Надо ли говорить, какое недоумение и плохо сдерживаемое любопытство вызвала в отряде моя персона. Начальник отряда генерал Истомин отсутствовал. Полковник Фадеев, сухой старик в пенсне и с Анной третьей степени, ощупал меня выразительно недоверчивым взглядом.
— А доложите-ка мне, паренек, что у вас там в Батумах этакое стряслось? — прямо спросил он меня. — Будто там у вас уже вошло в моду с вышестоящим начальством препираться?
И, не ожидая моего ответа, стал говорить дальше сам:
— Это я вам, паренек, со всею ответственностью заявлю: этакие курбеты должны быть пресекаемы виселицей. В строжайшем порядке — военно-полевой суд, и извольте с восходом солнца повиснуть на суку, да непременно перед строем части. Это что же, паренек! Это попирается основа основ. Это попирается священная присяга государю и Отечеству. А ведь уже четвертая статья свода законов Российской империи гласит о повиновении власти государевой не только за страх, а и за совесть. За совесть, заметьте, паренек! Я уж не говорю о священной присяге!
Трудно было сказать, знал ли он, кто перед ним. Он ходил по кабинету и ругал того неведомого ему негодяя, который отказался выполнить приказ. Ругал как-то вдохновенно, взятый за живое, будто это непосредственно и сильно отразилось на нем.
— А вот вы, паренёк, — переключился он на меня, из чего я вывел, что все-таки он не догадывался, кто перед ним. — Вот вы уже штабс-капитан. У вас Академия. Вам скоро дивизион получать. Вас же переводят в погранстражу. Что это? Что? И не трудитесь дать ответ. И без него знаю. Знаю, что вместо службы вы занялись опозореньем мундира офицера, занялись каким-нибудь философствованием на предмет, необходимо ли почитать старшестоящих начальств и исполнять их распоряжения.
Я опять подумал, что все-таки он знает про меня. И этакая гадалка продолжалась довольно долго — столько, что я стал развлекаться ею.
— А в полусотню вас! — говорил он. — Чему вы там научитесь? Казаки, пластуны, все вне уставов, все по-своему, все своебышно. Командиром у них такой же вертопрах, некий, дай бог памяти, башибузук башибузуком, некий граф Нулин! И что вы от них вынесете? Какие-нибудь дерзости разбойные, какие-нибудь разгильдяйства — вот что вы от них вынесете!

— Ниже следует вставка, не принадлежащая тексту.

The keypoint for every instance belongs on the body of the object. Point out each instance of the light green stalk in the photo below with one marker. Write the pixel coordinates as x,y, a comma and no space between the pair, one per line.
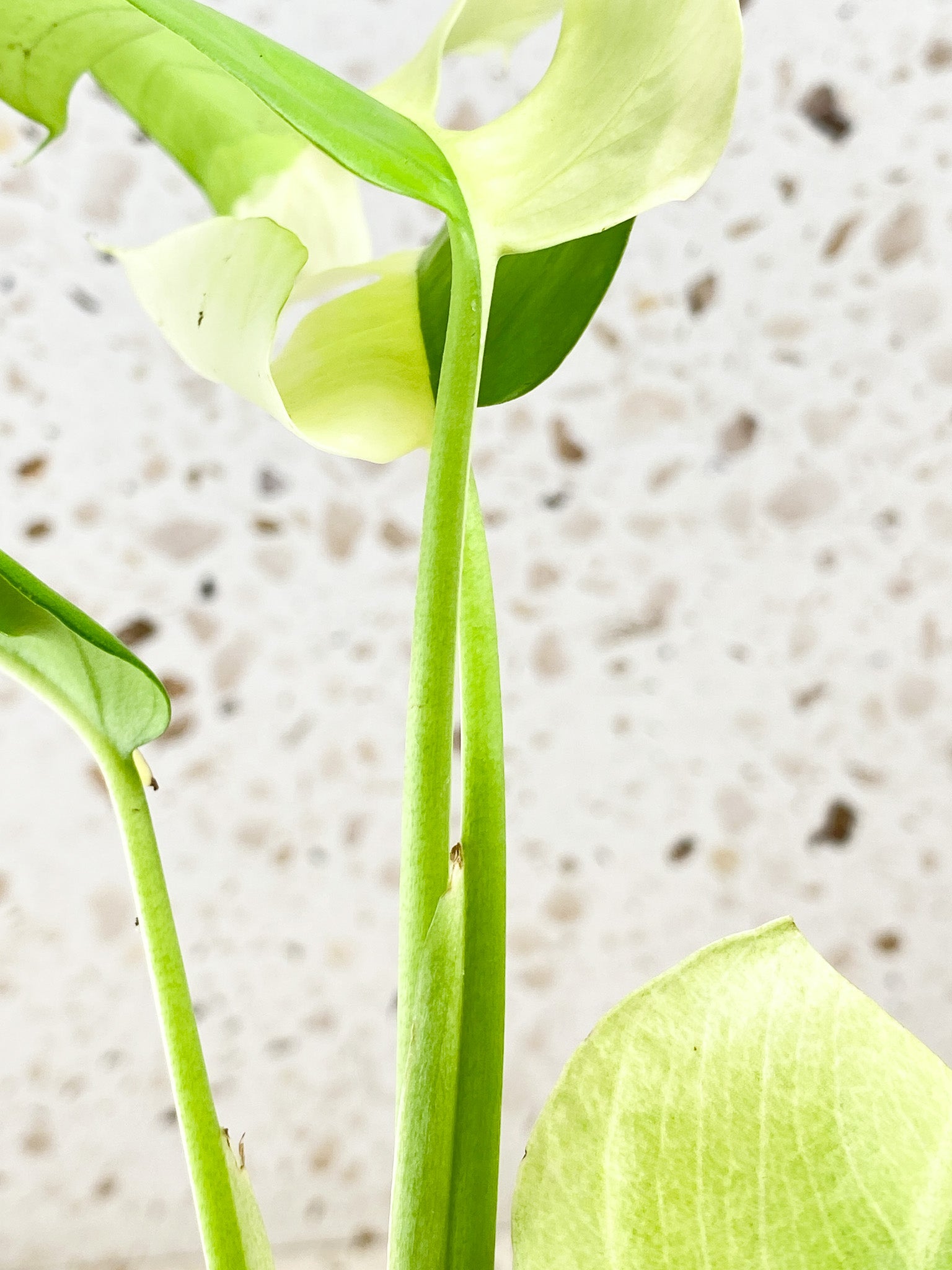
452,954
430,726
472,1219
198,1122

Ведь недаром часть сия была представлена на Высочайшее рассмотрение к упразднению. Неизвестно чьими ходатайствами выкрутились, голубчики. А ведь сплошь варнаки! И в вас эту любовь к вольностям я вижу! Не своевольничать надобно, паренек, не своевольничать, а служить! Так что извольте! Вот вам должность старшего адъютанта полусотни, и чтобы мне в самом надлежащем виде там устроить! Чтобы привести полусотню к образцу службы! Очень недоволен я вами, паренек!
Признаться, за восемь лет службы, два с половиною из которых прошли в Академии, я не слыхивал о том, чтобы какая-нибудь воинская часть русской армии составом в казачью полусотню и сотню, пехотную полуроту и роту или даже артиллерийскую батарею имела бы штаб, коему полагался начальник. Однако не мне было удивляться услышанному. Я сухо поблагодарил полковника за назначение.
— Идите, идите! — сердито сказал он. — И подумайте о своей будущности. Ох не вам тратить годы свои и государственные средства, затраченные на ваше обучение, в сомнительных воинских частях, коим названия иначе, как атавистические, не сыскать!